A partir de finais do século XX, a emergência da RPC como potência económica exportadora, mas dependente da importação de hidrocarbonetos, cuja rota passa pelo estreito dominado por potências hostis, veio alterar os dados da equação. Surgia um Estado com real motivação e com músculo financeiro e técnico para levar a cabo esse desígnio.
Em simultâneo, a globalização veio colocar enorme pressão sobre o estreito que viu o tráfego crescer de forma robusta nas últimas décadas, aproximando-se do ponto de saturação. Acresce que o transporte marítimo, da Asia para o Medio Oriente e para a Europa enfrenta hoje a concorrência do caminho de ferro modernizado e alargado no âmbito da rota de seda. Finalmente, a cada vez maior importância dos navios de grande dimensão, cujo calado não permite a circulação no estreito de Malaca. A simples racionalidade económica empurra para a construção do canal, que daria uma nova competitividade ao transporte marítimo, diminuindo custos e tempos de transporte das mercadorias.
Pressões internacionais têm impedido a Tailândia de tomar uma decisão definitiva em relação a este dossier. As divisões políticas internas, a presença de um conflito separatista no seu território, de alguma forma apoiado pela Malásia e um sistema político prisoneiro de um ciclo ditadura militar- democracia (até 2014) - ditadura militar muito contribuem para essa paralisia.
O recente retorno a democracia na Tailândia (no seguimento das eleições de 2019 que, porém, não levaram ao fim completo do regime militar), a situação de congestionamento do estreito, o apoio da China, são elementos que podem contrariar a estratégia, até hoje bem sucedida por parte dos apoiantes do estreito, de impedir o istmo de se dotar de um canal.
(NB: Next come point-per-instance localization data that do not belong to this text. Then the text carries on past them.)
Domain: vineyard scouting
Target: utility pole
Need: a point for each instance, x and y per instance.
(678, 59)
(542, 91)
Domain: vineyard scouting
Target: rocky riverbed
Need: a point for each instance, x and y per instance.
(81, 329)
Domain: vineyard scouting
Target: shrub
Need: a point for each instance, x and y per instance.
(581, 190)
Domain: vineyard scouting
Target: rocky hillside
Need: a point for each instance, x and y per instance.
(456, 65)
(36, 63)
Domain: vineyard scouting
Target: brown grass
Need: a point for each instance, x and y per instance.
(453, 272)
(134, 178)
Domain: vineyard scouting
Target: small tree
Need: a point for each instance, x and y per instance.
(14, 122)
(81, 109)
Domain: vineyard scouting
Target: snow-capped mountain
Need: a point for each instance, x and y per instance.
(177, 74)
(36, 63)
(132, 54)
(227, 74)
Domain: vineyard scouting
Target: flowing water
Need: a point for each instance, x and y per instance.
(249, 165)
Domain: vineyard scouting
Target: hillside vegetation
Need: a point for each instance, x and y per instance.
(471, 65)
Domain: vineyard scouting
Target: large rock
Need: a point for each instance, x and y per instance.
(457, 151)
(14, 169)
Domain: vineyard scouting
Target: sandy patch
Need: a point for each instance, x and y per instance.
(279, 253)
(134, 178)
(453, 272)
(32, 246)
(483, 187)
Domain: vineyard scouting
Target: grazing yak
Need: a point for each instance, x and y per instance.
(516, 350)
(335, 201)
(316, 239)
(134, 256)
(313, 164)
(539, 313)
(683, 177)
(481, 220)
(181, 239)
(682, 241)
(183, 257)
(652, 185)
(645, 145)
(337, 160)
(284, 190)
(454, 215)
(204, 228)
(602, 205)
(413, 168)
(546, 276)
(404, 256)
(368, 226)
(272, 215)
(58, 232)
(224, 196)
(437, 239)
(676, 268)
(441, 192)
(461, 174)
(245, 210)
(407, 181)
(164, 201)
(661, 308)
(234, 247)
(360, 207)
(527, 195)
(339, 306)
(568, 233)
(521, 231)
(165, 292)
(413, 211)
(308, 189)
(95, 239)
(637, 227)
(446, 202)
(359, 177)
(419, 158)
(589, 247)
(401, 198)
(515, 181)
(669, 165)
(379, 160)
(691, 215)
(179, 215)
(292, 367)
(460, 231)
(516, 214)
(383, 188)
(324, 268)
Se assim for, o duelo termina e abrir-se-á uma fase de coexistência das duas rotas marítimas.
Conclusões
Com uma justificação económica poderosa- a saturação do estreito de Malaca e o desenvolvimento económico que propiciaria a grande parte do Sudeste Asiático- o canal de Kra acabara, seguramente, por se concretizar. A questão que se coloca é de saber se será iniciado nos próximos anos, em resultado duma resolução firme e definitiva da Tailândia, ou se este país continuará a ceder as pressões americanas e dos estados do estreito, protelando uma decisão favorável.
Não tendo a Tailândia os meios, financeiros e humanos, necessários, precisa de um parceiro que a apoie neste empreendimento e dimensões gigantescas. A RPC surge como a única alternativa; tem músculo em termos de capitais e de recursos humanos especializados e tem vontade em construir uma alternativa que lhe permita evitar o estreito de Malaca e garantir a segurança do seu abastecimento energético e do seu comércio marítimo com o Médio Oriente e a Europa.
A concretizar-se a construção do canal, ele levará a uma alternação relevante no equilíbrio de força no sudeste asiático, com a Tailândia a assumir um papel mais preponderante, a China a aumentar a sua influência e, em contrapartida, assistir-se-á a um declínio de Singapura e da Malásia e a uma redução da influência americana em toda a Asia.
A composição do governo será sempre decisiva para determinar se a Tailândia avança ou se continua a adiar o projeto que poderá moldar seu futuro por muitas décadas.
Jorge Fonseca de Almeida, Doutorando em Sociologia e membro do Clube de Lisboa
Artigo originalmente publicado na Revista da Armada, Nº 554 • ANO L, agosto de 2020.
Notas
[i] Expressão anglo-saxónica designadora dum ponto de estrangulamento geográfico em ambiente marítimo.
[ii] Este valor tem vindo a crescer nas últimas décadas (SeaNews, 2018)
[iii] Acrónimo de Ship Reporting System in the Strait of Malacca and Singapore
[iv] A Seventh Fleet, em termos de meios de combate, é constituída por 50 a 70 navios e submarinos e 140 aviões. Em terra e no mar dispõe dum efetivo de 20.000 marinheiros. Conta ainda, em prol da sua autossuficiência, com cerca de 50 navios de apoio logístico, quer próprios quer contratados, na sua maioria baseados em Singapura.